Unlike his contemporaries, Toulouse-Lautrec enjoyed some mortal success. His thick lines and flat bold colours – inspired by Japanese woodcuts – made fine bedfellows for new lithographic technology, and his reputation as one of the first great poster artists flourished. His oil paintings employed the same lines, coupled with masterly brushwork to convey the seedy sparkle of his subjects.
“I may only be a small coffee pot, but I have a big spout”
Living in Montmartre, Toulouse-Lautrec sketched the bohemian life that surrounded him: cabaret dancers, prostitutes and inebriates all featured.

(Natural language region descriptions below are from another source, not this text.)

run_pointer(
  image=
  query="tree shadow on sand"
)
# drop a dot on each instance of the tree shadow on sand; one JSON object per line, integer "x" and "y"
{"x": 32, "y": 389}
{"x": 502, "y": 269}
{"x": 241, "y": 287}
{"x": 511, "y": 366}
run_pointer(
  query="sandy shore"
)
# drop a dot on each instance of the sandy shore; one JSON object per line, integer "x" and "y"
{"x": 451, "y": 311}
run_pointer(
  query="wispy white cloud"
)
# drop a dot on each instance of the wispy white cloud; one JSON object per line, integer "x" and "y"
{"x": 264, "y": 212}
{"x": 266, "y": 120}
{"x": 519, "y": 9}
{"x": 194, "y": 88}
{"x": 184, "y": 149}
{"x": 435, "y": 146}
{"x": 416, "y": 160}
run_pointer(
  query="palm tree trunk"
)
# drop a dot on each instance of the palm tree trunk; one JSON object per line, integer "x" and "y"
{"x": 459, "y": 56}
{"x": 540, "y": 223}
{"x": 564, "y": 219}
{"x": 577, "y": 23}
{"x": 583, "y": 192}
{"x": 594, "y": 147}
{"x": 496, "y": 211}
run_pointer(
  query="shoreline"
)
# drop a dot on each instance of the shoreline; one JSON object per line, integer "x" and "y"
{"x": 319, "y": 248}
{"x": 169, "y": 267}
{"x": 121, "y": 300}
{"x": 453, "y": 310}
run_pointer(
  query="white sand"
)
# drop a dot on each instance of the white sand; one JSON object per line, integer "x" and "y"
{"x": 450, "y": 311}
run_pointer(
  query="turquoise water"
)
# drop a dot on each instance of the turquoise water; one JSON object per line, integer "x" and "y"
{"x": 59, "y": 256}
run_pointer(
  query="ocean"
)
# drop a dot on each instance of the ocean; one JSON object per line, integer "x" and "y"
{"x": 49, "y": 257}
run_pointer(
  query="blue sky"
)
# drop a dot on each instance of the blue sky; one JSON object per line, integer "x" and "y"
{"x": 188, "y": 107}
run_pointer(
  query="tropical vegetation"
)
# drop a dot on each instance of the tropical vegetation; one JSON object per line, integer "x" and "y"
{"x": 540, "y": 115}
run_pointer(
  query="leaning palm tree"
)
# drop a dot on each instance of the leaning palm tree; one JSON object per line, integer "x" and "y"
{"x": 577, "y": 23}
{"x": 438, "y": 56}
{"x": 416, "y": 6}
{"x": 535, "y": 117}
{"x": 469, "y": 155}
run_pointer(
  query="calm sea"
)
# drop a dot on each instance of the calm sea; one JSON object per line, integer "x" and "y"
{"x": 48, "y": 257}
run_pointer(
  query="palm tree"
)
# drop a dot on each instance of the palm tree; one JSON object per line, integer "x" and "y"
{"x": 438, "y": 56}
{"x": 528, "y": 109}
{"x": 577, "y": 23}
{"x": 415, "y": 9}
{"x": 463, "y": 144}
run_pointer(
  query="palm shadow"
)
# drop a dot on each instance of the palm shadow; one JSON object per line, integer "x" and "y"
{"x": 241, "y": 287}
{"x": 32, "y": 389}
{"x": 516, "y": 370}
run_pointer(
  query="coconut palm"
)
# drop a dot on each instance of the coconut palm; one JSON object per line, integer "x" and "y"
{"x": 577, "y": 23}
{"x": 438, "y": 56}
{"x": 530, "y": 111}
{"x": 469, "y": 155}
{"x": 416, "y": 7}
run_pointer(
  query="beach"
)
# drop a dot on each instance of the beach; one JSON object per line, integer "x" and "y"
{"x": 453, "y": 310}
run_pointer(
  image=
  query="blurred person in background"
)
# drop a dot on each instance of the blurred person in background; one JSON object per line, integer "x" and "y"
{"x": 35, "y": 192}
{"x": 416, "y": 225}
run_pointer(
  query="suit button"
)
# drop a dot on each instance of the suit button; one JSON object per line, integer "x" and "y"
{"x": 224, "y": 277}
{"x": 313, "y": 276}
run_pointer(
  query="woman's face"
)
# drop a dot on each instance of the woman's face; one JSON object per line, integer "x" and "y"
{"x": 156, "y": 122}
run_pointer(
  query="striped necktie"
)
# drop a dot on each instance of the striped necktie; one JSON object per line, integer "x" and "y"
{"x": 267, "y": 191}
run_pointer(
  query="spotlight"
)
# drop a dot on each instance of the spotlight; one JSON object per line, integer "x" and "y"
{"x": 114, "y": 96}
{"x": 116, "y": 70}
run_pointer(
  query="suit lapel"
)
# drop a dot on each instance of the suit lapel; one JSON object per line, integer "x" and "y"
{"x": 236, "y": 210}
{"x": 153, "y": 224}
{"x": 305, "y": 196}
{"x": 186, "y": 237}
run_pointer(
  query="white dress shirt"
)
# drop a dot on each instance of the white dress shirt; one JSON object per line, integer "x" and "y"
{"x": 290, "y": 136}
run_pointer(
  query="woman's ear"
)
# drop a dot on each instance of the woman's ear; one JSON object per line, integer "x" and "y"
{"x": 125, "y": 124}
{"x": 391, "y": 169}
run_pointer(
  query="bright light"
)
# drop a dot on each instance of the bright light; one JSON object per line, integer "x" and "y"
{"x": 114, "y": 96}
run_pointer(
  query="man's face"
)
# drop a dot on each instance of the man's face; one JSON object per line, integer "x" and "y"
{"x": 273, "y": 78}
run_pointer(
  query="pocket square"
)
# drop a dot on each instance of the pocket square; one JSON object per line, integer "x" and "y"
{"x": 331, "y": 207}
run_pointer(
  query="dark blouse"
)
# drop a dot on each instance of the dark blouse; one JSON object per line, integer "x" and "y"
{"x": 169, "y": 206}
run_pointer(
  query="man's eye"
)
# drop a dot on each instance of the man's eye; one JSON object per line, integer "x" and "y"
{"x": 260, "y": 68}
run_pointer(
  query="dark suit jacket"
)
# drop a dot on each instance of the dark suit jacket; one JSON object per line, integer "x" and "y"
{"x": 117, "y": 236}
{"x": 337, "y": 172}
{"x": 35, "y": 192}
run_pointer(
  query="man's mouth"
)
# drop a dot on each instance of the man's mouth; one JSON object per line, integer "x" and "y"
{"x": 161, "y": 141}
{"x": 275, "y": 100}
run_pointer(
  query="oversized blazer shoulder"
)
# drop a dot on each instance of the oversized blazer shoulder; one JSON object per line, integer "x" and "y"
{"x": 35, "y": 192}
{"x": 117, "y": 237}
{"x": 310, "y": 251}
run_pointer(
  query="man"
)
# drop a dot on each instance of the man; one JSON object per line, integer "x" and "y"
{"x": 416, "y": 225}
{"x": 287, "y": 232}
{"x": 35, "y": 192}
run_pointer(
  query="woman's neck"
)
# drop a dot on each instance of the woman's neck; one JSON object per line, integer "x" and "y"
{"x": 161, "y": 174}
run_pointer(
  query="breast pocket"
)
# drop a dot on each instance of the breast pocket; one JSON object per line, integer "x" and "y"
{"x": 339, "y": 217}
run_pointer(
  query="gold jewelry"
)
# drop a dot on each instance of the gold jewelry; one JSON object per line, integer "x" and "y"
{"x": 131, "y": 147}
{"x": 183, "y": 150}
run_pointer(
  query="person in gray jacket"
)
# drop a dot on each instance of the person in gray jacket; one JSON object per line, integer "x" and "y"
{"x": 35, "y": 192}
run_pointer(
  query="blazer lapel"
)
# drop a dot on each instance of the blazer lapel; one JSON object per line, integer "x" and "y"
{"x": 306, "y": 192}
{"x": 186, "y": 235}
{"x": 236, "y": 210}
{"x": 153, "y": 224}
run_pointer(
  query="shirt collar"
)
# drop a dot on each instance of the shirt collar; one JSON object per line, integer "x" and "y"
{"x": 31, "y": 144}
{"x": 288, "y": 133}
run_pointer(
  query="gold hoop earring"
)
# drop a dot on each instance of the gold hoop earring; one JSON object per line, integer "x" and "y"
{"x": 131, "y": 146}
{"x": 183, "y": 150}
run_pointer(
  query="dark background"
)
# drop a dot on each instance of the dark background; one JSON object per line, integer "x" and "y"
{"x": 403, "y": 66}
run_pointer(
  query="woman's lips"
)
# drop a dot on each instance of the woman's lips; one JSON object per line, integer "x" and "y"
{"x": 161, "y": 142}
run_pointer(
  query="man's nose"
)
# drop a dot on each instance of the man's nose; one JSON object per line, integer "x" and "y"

The artist had broken both legs as a teenager and a congenital disorder stopped the bones from healing properly. Thus his legs stopped growing while his torso developed to normal proportions. Toulouse-Lautrec drank to excess in response to this physical deformity and was also an inveterate skirt chaser – passions that drew an alcoholic, syphilitic death aged just 36.
Toulouse-Lautrec only grew to a height of 4ft 11in. Some have suggested that years of inbreeding by his aristocratic heirs (his parents were cousins) caused the genetic disease that stunted his growth. He seemed unperturbed, oftencommenting: “I may only be a small coffee pot, but I have a big spout”.